Make WordPress Core

Opened 11 years ago

Last modified 9 months ago

#25856 new enhancement

debug of wpautop function with Unit Tests

Reported by: mdbitz's profile mdbitz Owned by:
Milestone: Priority: normal
Severity: normal Version: 3.8
Component: Formatting Keywords: wpautop needs-patch
Focuses: performance Cc:

Description (last modified by SergeyBiryukov)

Cleanup / Refactor of wpautop function

Upon review of the WordPress Trac needs-unit-test filter I saw that the wpautop function was needing both cleanup and unit tests. I have created a comprehensive test suite for the function that covers in my opinion the full breadth of use cases for the function.
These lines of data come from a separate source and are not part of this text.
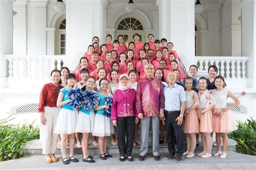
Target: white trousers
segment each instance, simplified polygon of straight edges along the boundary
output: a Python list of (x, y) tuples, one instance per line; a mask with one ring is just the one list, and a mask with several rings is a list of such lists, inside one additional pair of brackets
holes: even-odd
[(42, 153), (55, 153), (58, 145), (58, 134), (53, 133), (57, 118), (60, 108), (44, 107), (44, 117), (46, 124), (40, 125), (40, 140), (43, 143)]

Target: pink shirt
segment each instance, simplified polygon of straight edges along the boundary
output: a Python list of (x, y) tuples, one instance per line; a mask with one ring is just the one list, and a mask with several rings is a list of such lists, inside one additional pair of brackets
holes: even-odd
[(91, 73), (90, 75), (95, 77), (95, 80), (98, 80), (98, 78), (99, 78), (99, 75), (98, 75), (98, 70), (97, 69), (93, 70)]
[(92, 61), (90, 61), (88, 63), (88, 70), (89, 70), (89, 73), (92, 72), (93, 70), (96, 69), (96, 63), (93, 63)]
[(110, 52), (112, 49), (114, 48), (114, 45), (111, 42), (106, 42), (105, 44), (107, 46), (107, 52)]
[(143, 117), (158, 117), (164, 111), (164, 96), (162, 81), (152, 77), (139, 80), (137, 88), (136, 109)]
[(119, 72), (120, 74), (125, 73), (127, 70), (128, 69), (127, 68), (126, 64), (125, 63), (123, 65), (119, 63)]
[(107, 74), (110, 73), (111, 70), (111, 63), (110, 62), (109, 63), (104, 62), (104, 68), (107, 72)]
[(127, 47), (125, 45), (123, 45), (122, 46), (121, 46), (120, 45), (118, 46), (118, 50), (119, 51), (120, 51), (121, 52), (123, 52), (123, 53), (126, 53), (126, 51), (127, 51)]
[(151, 49), (154, 49), (154, 42), (148, 42), (149, 44), (150, 45), (150, 48)]
[(88, 53), (84, 53), (84, 56), (86, 57), (89, 61), (91, 60), (91, 55), (90, 55), (90, 54)]
[[(118, 117), (138, 117), (136, 112), (136, 91), (133, 89), (122, 91), (117, 89), (113, 96), (111, 107), (111, 120), (117, 120)], [(126, 92), (127, 93), (125, 94)]]

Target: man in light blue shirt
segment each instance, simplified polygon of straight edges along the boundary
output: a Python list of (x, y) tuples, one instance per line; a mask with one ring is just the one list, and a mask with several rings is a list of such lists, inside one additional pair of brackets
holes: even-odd
[[(182, 122), (186, 97), (183, 87), (175, 83), (176, 74), (173, 72), (169, 72), (166, 78), (169, 86), (164, 88), (165, 117), (163, 118), (163, 123), (165, 124), (166, 140), (169, 151), (169, 155), (166, 159), (171, 160), (176, 154), (176, 161), (179, 162), (183, 159), (184, 137)], [(177, 140), (176, 154), (173, 139), (174, 134)]]

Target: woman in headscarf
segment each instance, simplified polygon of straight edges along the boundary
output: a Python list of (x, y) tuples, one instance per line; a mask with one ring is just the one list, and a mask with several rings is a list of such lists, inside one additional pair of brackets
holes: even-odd
[(139, 122), (135, 109), (136, 96), (136, 91), (131, 88), (128, 75), (121, 75), (118, 89), (116, 90), (113, 96), (111, 116), (113, 124), (117, 129), (120, 161), (125, 160), (125, 156), (129, 161), (133, 160), (134, 129), (135, 124)]

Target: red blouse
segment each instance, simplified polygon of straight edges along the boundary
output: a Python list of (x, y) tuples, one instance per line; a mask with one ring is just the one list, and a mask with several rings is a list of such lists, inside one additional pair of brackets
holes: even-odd
[(40, 93), (38, 112), (44, 112), (44, 107), (57, 107), (57, 99), (59, 95), (59, 91), (63, 86), (56, 86), (52, 83), (45, 84)]

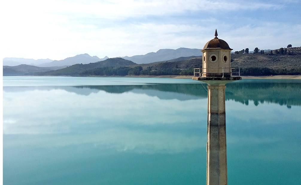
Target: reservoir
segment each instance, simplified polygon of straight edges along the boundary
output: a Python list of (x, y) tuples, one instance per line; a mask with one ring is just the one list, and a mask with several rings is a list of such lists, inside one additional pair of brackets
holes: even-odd
[[(3, 77), (3, 184), (204, 184), (206, 85)], [(301, 80), (226, 88), (228, 183), (301, 182)]]

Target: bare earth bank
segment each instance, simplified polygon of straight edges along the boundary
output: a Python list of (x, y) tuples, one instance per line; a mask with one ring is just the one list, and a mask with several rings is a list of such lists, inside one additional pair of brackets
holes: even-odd
[[(182, 78), (191, 79), (193, 76), (177, 76), (176, 75), (162, 75), (161, 76), (151, 76), (147, 75), (141, 75), (139, 76), (129, 75), (126, 76), (126, 77), (134, 78)], [(274, 76), (241, 76), (243, 79), (301, 79), (301, 75), (275, 75)]]

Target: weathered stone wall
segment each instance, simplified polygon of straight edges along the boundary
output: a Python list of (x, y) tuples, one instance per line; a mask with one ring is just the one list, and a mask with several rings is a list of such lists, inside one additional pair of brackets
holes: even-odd
[(228, 184), (225, 86), (208, 86), (207, 185)]

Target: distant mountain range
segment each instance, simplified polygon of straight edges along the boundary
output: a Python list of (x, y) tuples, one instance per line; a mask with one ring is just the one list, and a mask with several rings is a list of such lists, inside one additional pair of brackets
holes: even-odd
[(97, 56), (91, 56), (87, 53), (78, 55), (72, 57), (70, 57), (61, 60), (54, 60), (48, 63), (44, 63), (38, 65), (39, 67), (51, 67), (52, 66), (64, 66), (71, 65), (76, 64), (85, 64), (104, 60), (109, 58), (106, 56), (102, 59), (100, 59)]
[(43, 64), (50, 62), (53, 61), (53, 60), (47, 59), (29, 59), (23, 58), (14, 58), (6, 57), (3, 59), (3, 65), (8, 66), (16, 66), (21, 64), (26, 64), (32, 65), (37, 65)]
[(26, 75), (29, 73), (45, 72), (50, 71), (57, 70), (66, 66), (41, 67), (26, 64), (21, 64), (16, 66), (3, 66), (3, 75), (21, 76)]
[(200, 49), (180, 48), (176, 49), (162, 49), (156, 53), (151, 52), (144, 55), (131, 57), (126, 56), (121, 58), (137, 64), (148, 64), (159, 61), (166, 61), (181, 57), (201, 56), (202, 54)]
[[(137, 64), (148, 63), (160, 61), (166, 61), (180, 57), (202, 55), (199, 49), (180, 48), (176, 49), (163, 49), (156, 53), (151, 52), (144, 55), (135, 55), (131, 57), (120, 57)], [(5, 58), (3, 59), (3, 65), (15, 66), (27, 64), (38, 67), (61, 66), (71, 65), (76, 64), (85, 64), (102, 61), (109, 58), (106, 56), (100, 59), (96, 56), (91, 56), (85, 53), (78, 55), (60, 60), (53, 60), (49, 59), (34, 60), (22, 58)]]

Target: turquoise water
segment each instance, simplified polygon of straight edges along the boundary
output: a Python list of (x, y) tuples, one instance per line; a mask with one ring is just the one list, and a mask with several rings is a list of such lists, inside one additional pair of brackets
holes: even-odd
[[(207, 92), (198, 81), (4, 77), (3, 83), (4, 184), (206, 183)], [(227, 86), (228, 183), (299, 184), (301, 80)]]

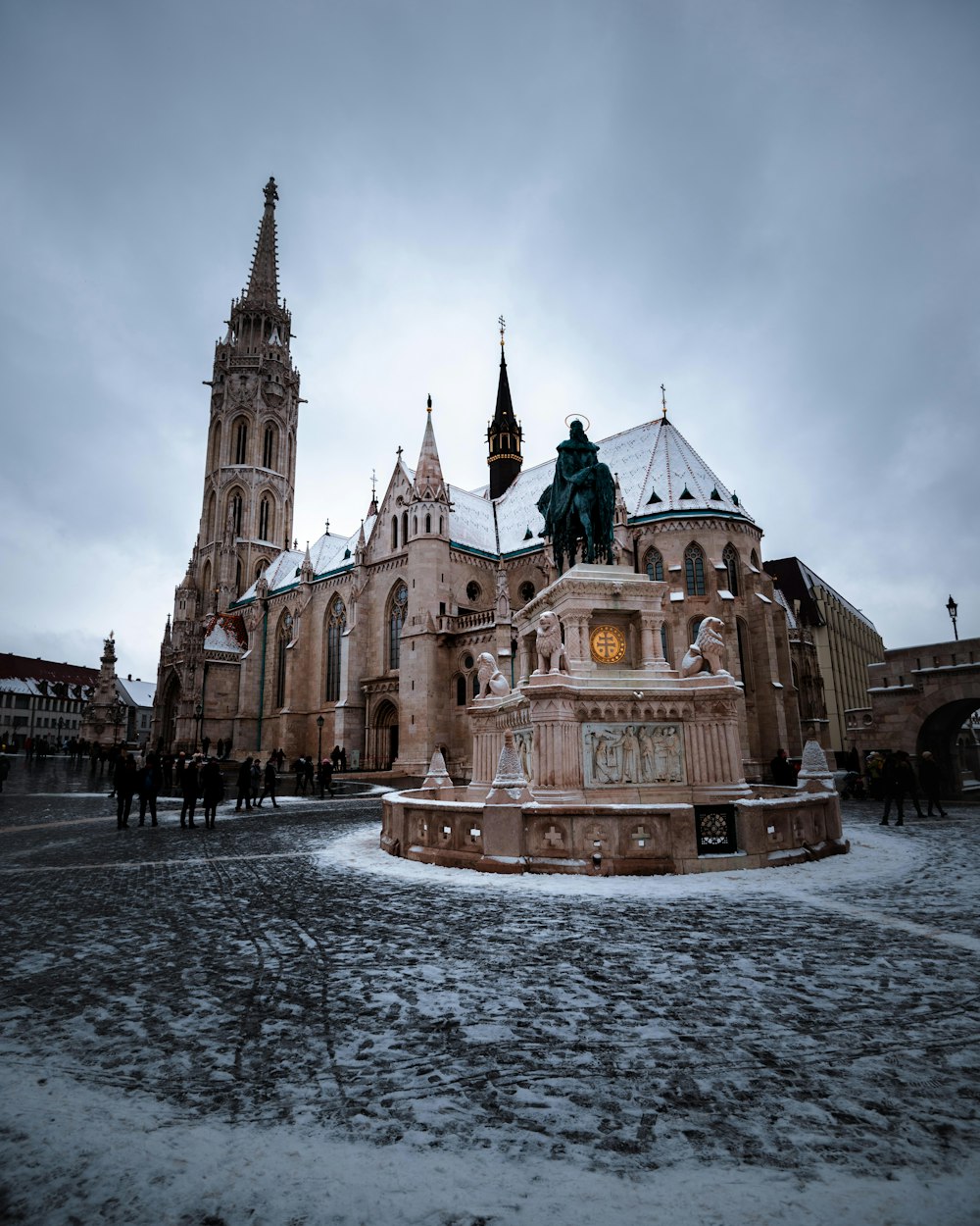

During this process I have been working on modifying the wpautop function to resolve out open defects and remove fix code that was placed to resolve an issue without resolving the underlying cause of the error.

I've attached the following files for support of the changes.

autop-20622.out --> OUTPUT from running the unit tests against current code base (revision 20622)
autop-diff.out --> OUTPUT from running the unit test against modififed wpautop function as given in the diff.
Autop.diff --> diff of changes made to the Autop test class :: Unit Tests
formatting.diff --> diff of changes made to the formatting.php function file :: wpautop changes

As a note I've added a trim call to the end of wpautop as it was always appending a new line, which I did not think was needed. This causes a good amount of test cases to fail as the expected output is not containing the additional new line given by current implementation.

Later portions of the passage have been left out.